Настя только этого и ждала. Она снимает с себя намокший платок и вешает его на спинку карельского кресла.
Хозяева, видя, что мы несколько замешкались, смотрят на нас такими взглядами, в которых не трудно прочесть:
«Посмотрим, посмотрим, как они будут производить эту работу...»
— А очень просто, — говорю я, — вон в эту комнату мы складываем все вещи, кроме золота. Комнату запечатываем — за вещами приедем потом. А для золота, разрешите спросить, нет ли у вас чемоданчика? Уварыч, ты займись коврами, раз уж они так тебе понравились. Ты, Настя, поможешь мне насчет золота.
И вот мы погружаемся в обжитой, в диковинный мир вещей.
Цвет, тяжесть, форма — всесильные веские вещи!
Я смотрю на них, прикасаюсь к ним, думаю о них.
Их формы бесконечно многообразны, но они, как и все формы мира, родились из космического соития окружности и прямой.
В формы вещей втиснуты их тела — то тяжелые, как мастодонты, то невесомые, как кристаллы инея, то податливо мягкие, то несокрушимые, как камень, то гладкие, как поверхность воды, то шероховатые, как только что выпавший снег...
Угловатые и круглые, плоские и выпуклые — цвет, тяжесть, форма — всесильные веские вещи!
Все они созданы человеком: руки его делали, глаза соразмеряли, ум постигал.
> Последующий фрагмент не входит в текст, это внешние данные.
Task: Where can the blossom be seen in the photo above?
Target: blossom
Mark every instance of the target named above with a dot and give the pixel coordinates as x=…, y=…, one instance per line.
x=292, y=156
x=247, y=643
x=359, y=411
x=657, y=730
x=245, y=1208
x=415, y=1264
И они сжились с человеком, они послушно отвечают каждому его жесту и всем его чувствам.
Но с незапамятных пор они стали прихотью, роскошью, собственностью. Они отняли у человека самое ценное — человеческое. Они издеваются над порабощенным человеком. Из-за них льется кровь на фронтах тысячелетий.
Цвет, тяжесть, форма — они живут в перспективе человеческого зрения — в стереометрии взаимоотношений, то оттеняя, то продолжая друг друга. Они живут не только в пространстве, но и во времени. Вот и сейчас: время перепуталось с вещами, и мне не отделить минут от вещей, мне не запомнить их строгой последовательности...
В комнатах происходит — час, другой, третий — вещевой кавардак. Среди вещей я вижу моих товарищей — Настю и Уварыча. Среди них я вижу и их хозяев.
Александропуло снимает с янтарных пальцев золотые кольца и кладет их на стол. Он приносит тисненый серебряный ларчик — святая святых: в нем золотые браслеты, кулон, часики на солнечной нити, серьги, запонки, броши, брелоки.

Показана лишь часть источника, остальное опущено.